Anders' Trip to the Emergency Roomamberdoty
There are few things that make my stomach drop quite like seeing the number of the daycare pop up on my caller ID, but that is exactly what happened on my way to pick Anders and Danica up from pre-school yesterday. My heart was pounding before I even managed to say hello. It was Anders’ teacher’s voice I heard on the other end.
“I am sure you are on your way to pick him up and I don’t want you to be alarmed when you get here, so I’m calling to let you know Anders has cut his finger. It’s pretty bad. I think it is going to need stitches.”
I could hear Anders sobbing in the background. My foot pressed harder on the gas pedal.
“What happened? Is he all right?” I asked.
“I accidentally slammed his finger in the bathroom door,” she said. I could tell from the sound of her voice that she was almost as upset as Anders was.
When I arrived, I found my son red-faced and shaking, his finger bandaged and bloody clutched against his chest. I managed to calm him down enough to allow me to take a look under the band-aid. I’ll save you the (very) gory details, but minutes later we were on our way to the emergency room.
Lucky for us, the evening crowd hadn’t made it to the hospital yet — most private practices had only been closed for a half hour — and the waiting room was practically empty. It didn’t take long before we were ushered back to a room where a doctor came to have a peek at his injury. She explained to him that he would need an X-ray to make sure nothing was broken and that before he went home his finger would need sutures. Of course, having lived a relatively un-scathed life to date, he hadn’t heard the word sutures before that moment and wanted to know its meaning.
“Well, we’re going to take some thread and close your wound up and make you better,” she told him.
“How does the thread get into my skin?” He asked me after the doctor left the room.
If you have never had to explain to a 5-year-old that someone is about to take a needle and physically sew their skin closed let me assure you, it’s no fun. Especially when, after you’ve detailed the procedure as honestly as you can, he looks you in the face, eyes wide, and asks you if it’s going to hurt.
“Hell yes it is going to hurt,” I thought.
“Maybe a little at first,” I said out loud.
First came the X-ray. We were relieved to learn that nothing was broken and Anders was excited to get a look at his bones. Then it was time for the stitches.

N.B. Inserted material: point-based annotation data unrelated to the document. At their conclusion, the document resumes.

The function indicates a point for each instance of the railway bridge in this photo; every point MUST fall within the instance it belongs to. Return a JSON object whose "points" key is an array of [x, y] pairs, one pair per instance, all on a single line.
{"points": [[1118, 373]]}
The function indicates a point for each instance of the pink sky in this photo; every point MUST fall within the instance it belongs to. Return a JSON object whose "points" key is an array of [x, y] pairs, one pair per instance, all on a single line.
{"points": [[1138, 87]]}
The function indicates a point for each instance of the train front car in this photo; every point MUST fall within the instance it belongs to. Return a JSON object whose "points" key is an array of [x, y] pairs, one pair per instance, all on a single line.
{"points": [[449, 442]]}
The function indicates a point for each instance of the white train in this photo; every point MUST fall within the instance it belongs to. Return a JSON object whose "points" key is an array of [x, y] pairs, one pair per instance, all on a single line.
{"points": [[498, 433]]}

A nurse came in to assist the doctor and they asked that I help restrain him to keep him from moving during the procedure.
“Make sure you really have a hold of him,” the doctor told me. “You’ll be surprised how strong he is when we begin numbing his finger.”
There are a lot of situations in my daily life as a parent that I consider difficult — getting up in the middle of the night when I’m exhausted, enduring the embarrassment of a tantrum in the grocery store aisle, constantly mediating sibling rivalry — but restraining my child while he cried out in pain made all those moments seem incredibly inconsequential.
I have to say though, the experience taught me a lot about how strong my son is. He was very brave. While he cried a bit as they numbed him up, he was calm for most of the procedure. In fact, he was down right inquisitive. I can’t say I would have behaved half as well as he did in that situation and I’m (technically) a grown-up.
Anders left the hospital that night with a lollipop and four stitches in his finger and I left with a renewed appreciation for our health and well-being.
Have you ever had to take a trip to the emergency room with your child?